According to recent figures from the U.S. Census Bureau, the Hispanic population in the United States has reached 13.3 percent, or 37.4 million people. Of them, two-thirds trace their roots to Mexico, and 86 percent say Spanish is their first language.
Depending on where you are, the Hispanic presence will vary. The common trait, however, is that it's growing everywhere. Florida experienced a greater than 70 percent increase in Hispanic population between 1990 and 2000, and the average increase for Alabama, Georgia and the Carolinas was nearly 280 percent. Although some in this group will speak English, successfully adapting your business will mean embracing the tool and equipment needs of those who primarily speak Spanish.
In growing his business, independent mobile distributor Steve Junkins has worked with a variety of customers who's first language was not English. And one tactic that has proven especially successful with Spanish-speaking customers is regular visits to their homes.
“I've been selling tools for 12 years, and over that course of time I've seen more and more Hispanic technicians working in the shops on my route. Through word of mouth and my current customers talking me up a bit, I've come to establish a really good relationship with many of them,” he states.
Junkins also states that when his Spanish-speaking customers leave a shop he services, they're quick to track him down to ask questions, or request a house call. In many cases, these customers either have home shops or are working on side projects.
“It really varies on why and when I visit a customer’s home. I recently downsized to a van, so that gives me more flexibility, but basically, if I know I'm going to be in their area, I give them a call at home and stop by.” Many of Junkins customers feel more comfortable in their home and speaking their native language.
Although most are of Hispanic or Latin descent, he also has customers who only speak Russian. “If there happens to be a miscommunication due to a language barrier, they can always point out the tool they want in a catalog, or someone else in the home or shop can usually translate," he explains.
“I haven't had too much of a problem communicating with my Spanish-speaking customers, but there have been times where I was a bit confused on what they were asking," admits Junkins. "In most cases I worked through it with the help of bi-lingual friends to get them what they were looking for."
Many of his customers are collecting products and shipping them back to families in Mexico, while some have aspirations to learn the industry in the U.S., and return home to open their own shops.
Junkins has picked up more and more of the language by just being in the shops week after week, but would like to learn even more. “If I know Spanish better, I can be even more effective,” he states. "I get along with all my customers and treat each and every one as if they were my best customer. I deal with all different types of people, and although I may not always know exactly what they're saying, I'm there when I say I will be and I have the tools they're looking for."
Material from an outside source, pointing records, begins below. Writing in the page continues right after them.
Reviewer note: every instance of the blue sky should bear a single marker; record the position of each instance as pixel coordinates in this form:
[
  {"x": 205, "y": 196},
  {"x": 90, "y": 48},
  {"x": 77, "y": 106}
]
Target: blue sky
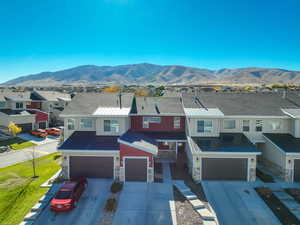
[{"x": 49, "y": 35}]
By giving these customers the additional attention they desire, Junkins has benefited from more than just their patronage. He also runs a website, www.usedcartools.com, where he has received a number of inquiries in Spanish. “I print them off, take them to one of my many customers who is bi-lingual, and they translate the information for me,” he states.
He's also transferring his entire business database and inventory into a new Palm Pilot. The PDA can be loaded in Spanish and English, and has an audio feature that allows him to listen to translations while working his route.
New Tools Of The Trade
Brian Tuite, a MAC Tools Distributor in Forestville, CA states that while "25 percent of my customer base are Hispanic, 50 percent don’t speak English.” Tuite reveals that he usually can find someone in the shop to interpret, but his knowledge of some basic terminology and the use of hand gestures has aided the communication process.